Затянувшись еще несколько раз, я тушу сигарету в пепельнице, закрываю окно, делаю последний глоток кофе и поднимаюсь наверх, чтобы принять душ. Мой утренний ритуал я проделываю с элегантной сдержанностью — принимаю душ, одеваюсь и совсем немного прихорашиваюсь, чтобы к шести тридцати выйти из дома в относительно приличном виде.
— Подъем! Подъем! Подъем! — выкрикиваю я бодрым голосом, направляясь к лестнице, ведущей на первый этаж, и мимоходом заглянув в комнату Джоди. — Уже шесть тридцать, милая. Поднимайся.
Ранним утром дочь выглядит такой милашкой. Спросонья у нее нет сил на болтовню о вегетарианстве или на разъяснения, что мы (то есть я, ее отец и все граждане Америки) несем личную ответственность за все беды мира. Когда ранним утром я наблюдаю за пробуждением Джоди, за ее попытками выбраться из постели, я вижу все ту же маленькую девочку, которую когда-то носила на руках. Я скучаю по ней.
— О'кей, — отвечает мне дочь сонным голосом. — Встаю.

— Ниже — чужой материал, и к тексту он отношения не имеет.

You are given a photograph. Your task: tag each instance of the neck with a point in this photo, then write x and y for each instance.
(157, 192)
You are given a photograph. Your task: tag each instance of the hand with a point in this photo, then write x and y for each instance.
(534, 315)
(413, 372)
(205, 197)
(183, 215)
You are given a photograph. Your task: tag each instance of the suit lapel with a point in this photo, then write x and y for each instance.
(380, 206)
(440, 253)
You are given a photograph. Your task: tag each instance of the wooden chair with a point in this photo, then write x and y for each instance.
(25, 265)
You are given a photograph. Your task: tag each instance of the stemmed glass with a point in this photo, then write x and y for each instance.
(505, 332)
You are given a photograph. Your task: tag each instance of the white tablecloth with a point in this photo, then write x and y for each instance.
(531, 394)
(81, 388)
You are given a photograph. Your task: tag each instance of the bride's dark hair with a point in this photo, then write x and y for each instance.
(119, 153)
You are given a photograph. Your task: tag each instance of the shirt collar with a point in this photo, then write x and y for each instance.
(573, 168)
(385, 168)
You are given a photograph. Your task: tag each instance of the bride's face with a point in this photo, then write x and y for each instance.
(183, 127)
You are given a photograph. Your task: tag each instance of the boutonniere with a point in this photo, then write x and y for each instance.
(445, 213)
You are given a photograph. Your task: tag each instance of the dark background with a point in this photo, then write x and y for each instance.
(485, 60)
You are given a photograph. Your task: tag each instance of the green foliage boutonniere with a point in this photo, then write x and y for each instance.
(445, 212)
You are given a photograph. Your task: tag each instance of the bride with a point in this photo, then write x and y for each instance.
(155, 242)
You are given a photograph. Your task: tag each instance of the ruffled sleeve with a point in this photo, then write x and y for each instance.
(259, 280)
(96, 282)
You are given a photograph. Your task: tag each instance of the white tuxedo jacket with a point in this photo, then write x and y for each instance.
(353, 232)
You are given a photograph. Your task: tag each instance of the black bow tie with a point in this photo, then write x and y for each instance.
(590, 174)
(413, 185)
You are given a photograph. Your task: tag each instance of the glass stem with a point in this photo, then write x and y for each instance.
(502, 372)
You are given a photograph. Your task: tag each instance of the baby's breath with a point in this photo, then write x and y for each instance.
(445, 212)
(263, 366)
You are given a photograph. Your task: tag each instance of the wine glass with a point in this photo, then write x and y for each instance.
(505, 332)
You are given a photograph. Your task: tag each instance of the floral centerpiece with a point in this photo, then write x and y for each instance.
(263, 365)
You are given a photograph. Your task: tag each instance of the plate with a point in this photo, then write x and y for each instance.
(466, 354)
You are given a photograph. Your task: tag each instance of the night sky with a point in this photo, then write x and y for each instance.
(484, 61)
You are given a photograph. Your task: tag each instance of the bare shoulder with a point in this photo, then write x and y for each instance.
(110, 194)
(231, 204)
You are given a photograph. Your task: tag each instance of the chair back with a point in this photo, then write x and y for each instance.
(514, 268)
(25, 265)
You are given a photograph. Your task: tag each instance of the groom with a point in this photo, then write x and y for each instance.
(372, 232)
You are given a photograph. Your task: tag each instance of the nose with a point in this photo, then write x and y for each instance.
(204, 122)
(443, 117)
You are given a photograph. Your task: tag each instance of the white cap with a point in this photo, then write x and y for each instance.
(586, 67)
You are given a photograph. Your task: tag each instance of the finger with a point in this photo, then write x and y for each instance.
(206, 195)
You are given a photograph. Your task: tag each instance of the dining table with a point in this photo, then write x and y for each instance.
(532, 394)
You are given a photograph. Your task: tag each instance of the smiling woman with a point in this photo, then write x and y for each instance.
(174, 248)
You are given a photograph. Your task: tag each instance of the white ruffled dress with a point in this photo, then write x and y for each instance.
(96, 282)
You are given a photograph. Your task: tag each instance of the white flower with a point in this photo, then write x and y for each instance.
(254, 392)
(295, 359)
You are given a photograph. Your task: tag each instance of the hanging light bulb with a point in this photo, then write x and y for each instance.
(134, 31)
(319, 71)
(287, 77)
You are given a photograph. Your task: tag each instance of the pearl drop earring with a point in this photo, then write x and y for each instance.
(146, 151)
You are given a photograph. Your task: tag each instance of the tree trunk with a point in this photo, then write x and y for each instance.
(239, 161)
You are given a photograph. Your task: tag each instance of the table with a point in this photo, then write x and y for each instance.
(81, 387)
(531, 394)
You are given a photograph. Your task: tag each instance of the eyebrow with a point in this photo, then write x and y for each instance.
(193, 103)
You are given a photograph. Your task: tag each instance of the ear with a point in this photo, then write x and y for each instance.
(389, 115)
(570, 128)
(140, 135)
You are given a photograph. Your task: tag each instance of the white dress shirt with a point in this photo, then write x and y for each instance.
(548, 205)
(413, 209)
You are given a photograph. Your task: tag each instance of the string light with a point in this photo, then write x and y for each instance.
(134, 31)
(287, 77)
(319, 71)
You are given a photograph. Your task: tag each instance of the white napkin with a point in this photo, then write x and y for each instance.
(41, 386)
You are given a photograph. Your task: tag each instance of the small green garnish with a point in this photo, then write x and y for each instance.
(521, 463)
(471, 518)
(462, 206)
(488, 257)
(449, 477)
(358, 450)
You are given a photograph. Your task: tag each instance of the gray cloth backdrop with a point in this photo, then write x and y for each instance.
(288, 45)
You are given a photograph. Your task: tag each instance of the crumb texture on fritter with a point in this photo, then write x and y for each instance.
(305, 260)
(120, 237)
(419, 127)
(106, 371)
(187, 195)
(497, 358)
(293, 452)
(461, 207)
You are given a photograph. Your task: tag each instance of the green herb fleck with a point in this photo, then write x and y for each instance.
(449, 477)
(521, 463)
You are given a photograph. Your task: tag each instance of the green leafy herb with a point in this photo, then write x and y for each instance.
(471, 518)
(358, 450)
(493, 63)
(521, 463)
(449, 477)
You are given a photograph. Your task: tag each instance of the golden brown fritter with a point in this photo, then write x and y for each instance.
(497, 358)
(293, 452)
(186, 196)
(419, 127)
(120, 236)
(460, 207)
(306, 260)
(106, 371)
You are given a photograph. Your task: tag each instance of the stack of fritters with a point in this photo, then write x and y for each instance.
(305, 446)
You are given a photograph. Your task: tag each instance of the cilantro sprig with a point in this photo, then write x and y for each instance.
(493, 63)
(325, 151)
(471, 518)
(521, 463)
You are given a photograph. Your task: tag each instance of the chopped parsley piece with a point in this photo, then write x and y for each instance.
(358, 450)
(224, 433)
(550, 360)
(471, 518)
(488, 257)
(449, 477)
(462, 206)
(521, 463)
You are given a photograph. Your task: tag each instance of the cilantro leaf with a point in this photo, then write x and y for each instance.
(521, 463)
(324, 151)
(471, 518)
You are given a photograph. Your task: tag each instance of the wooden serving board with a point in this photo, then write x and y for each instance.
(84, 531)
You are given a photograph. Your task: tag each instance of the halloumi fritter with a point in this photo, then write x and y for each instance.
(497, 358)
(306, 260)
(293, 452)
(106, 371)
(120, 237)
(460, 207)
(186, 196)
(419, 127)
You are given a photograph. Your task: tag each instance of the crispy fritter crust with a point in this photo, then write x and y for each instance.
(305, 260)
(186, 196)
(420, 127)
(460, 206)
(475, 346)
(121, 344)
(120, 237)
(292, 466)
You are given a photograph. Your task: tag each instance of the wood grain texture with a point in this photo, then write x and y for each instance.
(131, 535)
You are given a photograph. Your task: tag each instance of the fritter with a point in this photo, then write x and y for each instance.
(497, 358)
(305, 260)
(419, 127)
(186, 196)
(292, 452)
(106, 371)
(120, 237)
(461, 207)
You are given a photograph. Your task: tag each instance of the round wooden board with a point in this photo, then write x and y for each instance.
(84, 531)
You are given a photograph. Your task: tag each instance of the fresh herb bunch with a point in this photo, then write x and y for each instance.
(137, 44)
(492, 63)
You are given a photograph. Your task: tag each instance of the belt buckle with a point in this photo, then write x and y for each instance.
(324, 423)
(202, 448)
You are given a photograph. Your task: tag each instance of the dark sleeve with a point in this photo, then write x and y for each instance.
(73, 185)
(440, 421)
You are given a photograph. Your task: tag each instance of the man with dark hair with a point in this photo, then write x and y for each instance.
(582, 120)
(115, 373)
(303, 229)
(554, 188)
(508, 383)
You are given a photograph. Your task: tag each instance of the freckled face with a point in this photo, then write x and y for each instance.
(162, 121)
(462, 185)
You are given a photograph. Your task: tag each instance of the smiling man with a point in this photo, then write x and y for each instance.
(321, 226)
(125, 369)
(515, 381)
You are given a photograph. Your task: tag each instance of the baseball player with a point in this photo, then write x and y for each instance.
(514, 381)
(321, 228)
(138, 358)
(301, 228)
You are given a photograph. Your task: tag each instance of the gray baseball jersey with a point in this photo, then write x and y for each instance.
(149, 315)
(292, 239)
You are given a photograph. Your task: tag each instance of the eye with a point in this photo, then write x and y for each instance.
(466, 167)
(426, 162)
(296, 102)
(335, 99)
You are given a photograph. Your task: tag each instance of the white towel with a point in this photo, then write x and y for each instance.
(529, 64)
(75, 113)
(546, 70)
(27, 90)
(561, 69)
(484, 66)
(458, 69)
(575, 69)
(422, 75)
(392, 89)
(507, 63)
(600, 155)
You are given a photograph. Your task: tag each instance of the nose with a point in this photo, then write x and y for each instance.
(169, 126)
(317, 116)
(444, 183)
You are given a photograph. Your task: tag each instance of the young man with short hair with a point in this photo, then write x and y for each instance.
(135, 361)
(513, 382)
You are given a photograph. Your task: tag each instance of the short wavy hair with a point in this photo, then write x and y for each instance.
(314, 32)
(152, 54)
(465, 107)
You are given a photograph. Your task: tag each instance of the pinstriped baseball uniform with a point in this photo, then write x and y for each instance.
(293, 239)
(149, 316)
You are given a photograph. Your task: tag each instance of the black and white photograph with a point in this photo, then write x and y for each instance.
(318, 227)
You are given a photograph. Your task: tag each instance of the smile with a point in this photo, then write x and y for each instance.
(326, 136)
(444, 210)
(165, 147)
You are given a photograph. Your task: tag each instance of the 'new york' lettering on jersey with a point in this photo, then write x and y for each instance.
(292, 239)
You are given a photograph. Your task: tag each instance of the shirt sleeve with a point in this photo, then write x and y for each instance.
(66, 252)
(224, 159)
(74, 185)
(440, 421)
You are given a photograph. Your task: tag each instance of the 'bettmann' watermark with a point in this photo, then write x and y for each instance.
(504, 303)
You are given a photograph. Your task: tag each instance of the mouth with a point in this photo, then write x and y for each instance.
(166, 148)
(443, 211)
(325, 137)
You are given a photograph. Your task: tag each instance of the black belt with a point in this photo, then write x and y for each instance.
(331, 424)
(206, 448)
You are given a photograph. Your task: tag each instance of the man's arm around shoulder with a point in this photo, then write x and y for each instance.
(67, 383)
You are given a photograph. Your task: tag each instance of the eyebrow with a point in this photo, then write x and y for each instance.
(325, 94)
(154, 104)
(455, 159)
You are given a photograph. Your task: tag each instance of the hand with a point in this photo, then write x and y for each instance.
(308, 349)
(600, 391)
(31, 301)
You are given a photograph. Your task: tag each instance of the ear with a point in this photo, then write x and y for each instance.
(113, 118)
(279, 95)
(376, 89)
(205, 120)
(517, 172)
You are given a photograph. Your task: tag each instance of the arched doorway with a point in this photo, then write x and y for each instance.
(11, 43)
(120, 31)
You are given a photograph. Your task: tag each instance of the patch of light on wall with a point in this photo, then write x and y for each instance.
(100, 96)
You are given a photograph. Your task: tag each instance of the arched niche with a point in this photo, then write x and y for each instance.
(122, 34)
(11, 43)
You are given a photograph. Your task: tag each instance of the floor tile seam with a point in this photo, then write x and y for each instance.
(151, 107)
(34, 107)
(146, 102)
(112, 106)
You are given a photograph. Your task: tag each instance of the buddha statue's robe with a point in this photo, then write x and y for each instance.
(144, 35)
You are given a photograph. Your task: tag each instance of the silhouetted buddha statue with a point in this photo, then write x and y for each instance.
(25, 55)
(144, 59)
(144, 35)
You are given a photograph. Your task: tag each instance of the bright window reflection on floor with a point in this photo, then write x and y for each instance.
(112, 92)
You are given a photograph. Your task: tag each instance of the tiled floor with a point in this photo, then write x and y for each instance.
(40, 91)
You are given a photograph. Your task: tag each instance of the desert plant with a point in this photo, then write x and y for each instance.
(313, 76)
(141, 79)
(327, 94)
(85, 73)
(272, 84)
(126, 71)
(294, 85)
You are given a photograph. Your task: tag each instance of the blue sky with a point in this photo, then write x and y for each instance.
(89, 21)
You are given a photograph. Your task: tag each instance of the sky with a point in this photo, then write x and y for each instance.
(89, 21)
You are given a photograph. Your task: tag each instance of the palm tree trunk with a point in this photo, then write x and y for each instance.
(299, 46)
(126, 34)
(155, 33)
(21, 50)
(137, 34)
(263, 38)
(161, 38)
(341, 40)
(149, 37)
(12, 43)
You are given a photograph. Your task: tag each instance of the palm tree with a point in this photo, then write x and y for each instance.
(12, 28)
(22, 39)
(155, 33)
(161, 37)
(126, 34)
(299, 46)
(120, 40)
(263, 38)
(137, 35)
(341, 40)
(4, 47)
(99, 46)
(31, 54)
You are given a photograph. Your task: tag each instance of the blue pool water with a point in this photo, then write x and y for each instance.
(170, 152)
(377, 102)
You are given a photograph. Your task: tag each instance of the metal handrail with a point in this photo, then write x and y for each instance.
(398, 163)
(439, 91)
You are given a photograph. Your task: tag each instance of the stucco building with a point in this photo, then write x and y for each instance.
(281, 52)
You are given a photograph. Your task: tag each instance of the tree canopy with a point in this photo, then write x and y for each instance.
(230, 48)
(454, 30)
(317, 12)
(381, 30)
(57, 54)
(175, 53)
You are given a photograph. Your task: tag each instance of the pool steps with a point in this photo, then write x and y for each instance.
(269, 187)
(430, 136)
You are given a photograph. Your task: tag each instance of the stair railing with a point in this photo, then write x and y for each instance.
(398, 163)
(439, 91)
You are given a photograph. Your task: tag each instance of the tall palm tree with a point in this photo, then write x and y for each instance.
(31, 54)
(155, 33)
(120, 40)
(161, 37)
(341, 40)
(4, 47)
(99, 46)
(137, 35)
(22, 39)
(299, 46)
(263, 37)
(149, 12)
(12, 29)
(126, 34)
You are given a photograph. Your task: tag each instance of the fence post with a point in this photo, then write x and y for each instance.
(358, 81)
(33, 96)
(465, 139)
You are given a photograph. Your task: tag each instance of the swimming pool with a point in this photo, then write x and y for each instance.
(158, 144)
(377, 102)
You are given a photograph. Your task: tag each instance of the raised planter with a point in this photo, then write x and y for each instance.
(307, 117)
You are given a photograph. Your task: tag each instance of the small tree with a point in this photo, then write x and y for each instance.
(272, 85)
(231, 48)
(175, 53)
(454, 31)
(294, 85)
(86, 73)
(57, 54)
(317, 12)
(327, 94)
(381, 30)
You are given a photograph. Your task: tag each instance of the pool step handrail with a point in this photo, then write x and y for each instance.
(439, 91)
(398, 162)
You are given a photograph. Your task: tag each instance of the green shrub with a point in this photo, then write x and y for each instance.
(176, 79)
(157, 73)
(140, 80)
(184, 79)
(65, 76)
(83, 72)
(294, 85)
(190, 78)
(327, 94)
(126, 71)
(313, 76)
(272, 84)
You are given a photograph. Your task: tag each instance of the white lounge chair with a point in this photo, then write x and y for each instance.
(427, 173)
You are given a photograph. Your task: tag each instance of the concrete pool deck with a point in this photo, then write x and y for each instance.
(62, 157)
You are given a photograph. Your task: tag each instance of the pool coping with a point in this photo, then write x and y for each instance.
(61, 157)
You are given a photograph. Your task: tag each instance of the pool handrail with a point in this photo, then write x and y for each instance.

— Хорошего тебе дня, милая, — произношу я уже из коридора, рассчитывая на то, что Джим уж точно поднимет и соберет дочь в школу, прежде чем сам уйдет на работу. Конечно, этого мало для хорошей матери, но я стремлюсь хотя бы к какому-то общению с дочерью утром, пока мне не приходит пора торопиться. Не желаю, чтобы, просыпаясь каждый день, дочь видела, что мамы дома нет. Если бы это меня не беспокоило, то я позволила бы Джиму будить дочь самостоятельно. Ему везет, он работает неподалеку от дома в Рестоне, в Вирджинии, ему не надо подниматься ни свет ни заря, чтобы добраться до офиса.